アメーバ細胞・鞭毛細胞3. カタクミホコリ属(ムラサキホコリ目)の胞子と発芽した細胞
胞子が発芽すると、1個の核をもつアメーバ細胞(粘菌アメーバ[10]、粘液アメーバ[11] myxamoeba)または鞭毛細胞 (myxoflagellate, flagellate cell[12], swarm cell[6]) が生じる[6][7][11](図3)。アメーバ細胞は糸状の副仮足をもつ[8][13]。一方、鞭毛細胞はふつう2本鞭毛性であり、細胞頂端から前方へ伸びる長鞭毛と、後方へ伸びる短鞭毛をもつ[6]。長短鞭毛とも小毛を付随しない(むち型)[11]。発芽後のアメーバ細胞と鞭毛細胞の間は、水分条件などによって変換することがある[注 3](水分が多いと鞭毛細胞になる)[3][5][6][7][8][11]。ただし鞭毛細胞を欠く例も知られている[14]。

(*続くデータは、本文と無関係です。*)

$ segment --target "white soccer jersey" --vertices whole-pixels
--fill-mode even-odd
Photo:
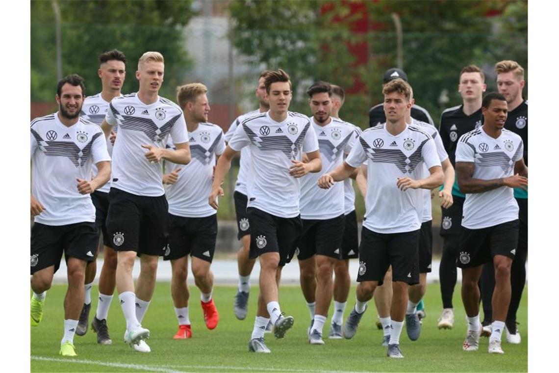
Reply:
[[[208,196],[211,192],[216,155],[221,155],[225,150],[223,131],[215,124],[200,123],[188,136],[192,156],[190,163],[165,163],[167,173],[181,169],[177,182],[165,187],[169,213],[186,218],[210,216],[216,213],[208,204]],[[174,148],[170,139],[167,147]]]
[[[508,177],[514,163],[522,159],[524,144],[518,135],[503,129],[497,139],[483,128],[462,135],[456,147],[456,162],[473,162],[473,178],[490,180]],[[518,219],[518,204],[513,188],[502,186],[482,193],[466,193],[462,226],[479,229]]]
[[[243,121],[260,114],[260,110],[257,110],[239,116],[231,124],[231,125],[229,126],[229,129],[225,133],[225,141],[228,143],[229,142],[229,140],[233,137],[233,134],[235,134],[235,131],[236,130],[237,127],[243,122]],[[241,158],[239,164],[239,173],[237,174],[237,181],[235,183],[235,191],[239,193],[242,193],[245,196],[247,195],[247,170],[250,167],[250,147],[245,147],[241,149]]]
[[[288,112],[278,122],[269,112],[243,121],[229,141],[239,151],[249,145],[252,162],[248,170],[247,207],[254,207],[280,218],[299,215],[299,179],[289,174],[292,160],[302,153],[318,150],[316,135],[309,118]]]
[[[359,135],[363,133],[363,130],[349,122],[345,122],[348,124],[353,126],[355,130],[355,138],[357,139]],[[347,158],[348,154],[344,154],[344,159]],[[344,214],[347,215],[355,210],[355,190],[353,189],[353,179],[348,177],[344,180]]]
[[[318,139],[322,169],[301,178],[301,218],[324,220],[344,213],[344,185],[337,183],[323,189],[318,186],[318,180],[342,164],[344,154],[349,153],[356,143],[356,131],[352,125],[337,118],[332,117],[325,126],[317,124],[312,116],[309,120]]]
[[[83,101],[83,106],[82,106],[82,112],[80,113],[79,116],[90,122],[93,122],[98,126],[100,126],[107,115],[108,104],[108,102],[103,99],[101,93],[86,97],[86,100]],[[116,132],[117,128],[117,126],[115,126],[113,130]],[[107,139],[107,150],[108,151],[109,155],[112,154],[112,144],[111,143],[108,138]],[[97,174],[97,167],[95,164],[92,166],[91,171],[94,176]],[[110,189],[111,180],[109,180],[105,185],[97,190],[100,192],[108,193]]]
[[[91,165],[110,160],[103,131],[83,118],[67,127],[58,113],[31,125],[32,193],[45,207],[35,221],[48,225],[95,221],[88,195],[78,191],[77,178],[91,180]]]
[[[119,127],[112,153],[111,186],[138,196],[162,196],[165,190],[162,162],[148,160],[145,156],[148,149],[141,145],[164,148],[169,134],[173,144],[188,142],[182,110],[159,96],[157,101],[146,105],[135,93],[115,97],[109,107],[105,120]]]
[[[396,136],[386,124],[367,129],[359,137],[345,162],[358,167],[367,161],[367,196],[363,225],[378,233],[398,233],[419,229],[423,210],[423,190],[402,192],[397,178],[423,178],[428,168],[440,166],[433,139],[412,126]]]
[[[438,130],[432,124],[422,122],[420,120],[411,119],[411,125],[415,126],[420,130],[423,130],[428,133],[433,138],[435,141],[435,147],[437,148],[437,154],[439,155],[439,160],[442,163],[443,161],[448,158],[447,151],[444,150],[444,145],[443,145],[443,141],[439,135]],[[429,169],[423,164],[423,177],[428,177],[430,173]],[[421,222],[425,223],[433,220],[431,208],[431,191],[428,189],[423,190],[423,214]]]

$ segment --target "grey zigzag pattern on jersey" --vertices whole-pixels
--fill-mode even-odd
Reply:
[[[296,156],[299,154],[299,150],[302,147],[303,139],[305,135],[310,127],[310,122],[308,122],[305,128],[299,134],[299,136],[293,141],[286,136],[281,135],[280,136],[260,136],[254,133],[245,122],[243,123],[243,128],[244,129],[247,135],[248,136],[250,141],[255,145],[263,151],[281,150],[290,159],[295,159]]]
[[[190,154],[193,159],[197,159],[202,164],[208,164],[211,159],[211,155],[215,151],[215,148],[221,139],[221,133],[214,140],[214,143],[206,150],[201,145],[195,144],[190,145]]]
[[[343,149],[345,147],[345,144],[349,141],[349,139],[353,136],[354,132],[352,131],[345,136],[345,138],[340,141],[337,145],[334,145],[328,139],[320,139],[318,140],[318,147],[320,153],[324,154],[331,161],[334,160],[338,157],[338,154],[343,152]]]

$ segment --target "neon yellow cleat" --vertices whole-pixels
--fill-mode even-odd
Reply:
[[[60,344],[60,351],[58,353],[58,355],[62,355],[63,356],[77,356],[78,354],[75,353],[75,347],[74,345],[70,343],[70,341],[68,341],[65,343]]]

アメーバ細胞や鞭毛細胞は、細菌などの有機物粒子を捕食、または可溶性有機物を吸収する[3][6][8][11]。アメーバ細胞は、二分裂によって増殖する[3][6][8][11]。この二分裂において、核分裂は開放型(核膜が消失する)であり、極には中心体が存在する[6]。染色体は小さく、確認が難しい[3]。核ゲノム塩基配列はモジホコリ(モジホコリ目)の無菌株においておおよそ解読されているが、繰り返し配列が多く、解析を困難にしている[3]。リボソームRNA遺伝子は染色体上には存在せず、プラスミド上に多コピーが存在する[3]。生活環を通じて、変形菌のミトコンドリアは管状クリステをもつ[15]。
不適な環境下では、アメーバ細胞はガラクトサミンを含む細胞壁を形成し、ミクロシスト (microcyst) とよばれる耐久細胞になる[6][16]。好適な環境になると、ミクロシストは発芽してアメーバ細胞または鞭毛細胞を生じる[6]。
変形菌の中には、単核のアメーバ鞭毛細胞である時期のみをもち、少なくとも培養下では変形体や子実体を形成しないものも知られている。このような生物は、Hyperamoeba に分類されていた[4][17]。分子系統学的研究からは、Hyperamoeba とされる生物が多系統群であり、モジホコリ属やカタホコリ属、ムラサキホコリ属などさまざまな系統の変形菌を含んでいることが示されている(2020年現在では Hyperamoeba は、モジホコリ属のシノニムとされている)[18]。このことは、変形体・子実体形成能の二次的欠失が、変形菌の中で独立に何度も起こったことを示唆している[4][19]。 アメーバ細胞または鞭毛細胞は配偶子としても機能し、対応する交配型の細胞が合体して複相の接合子となる[5][6][7][8][11]。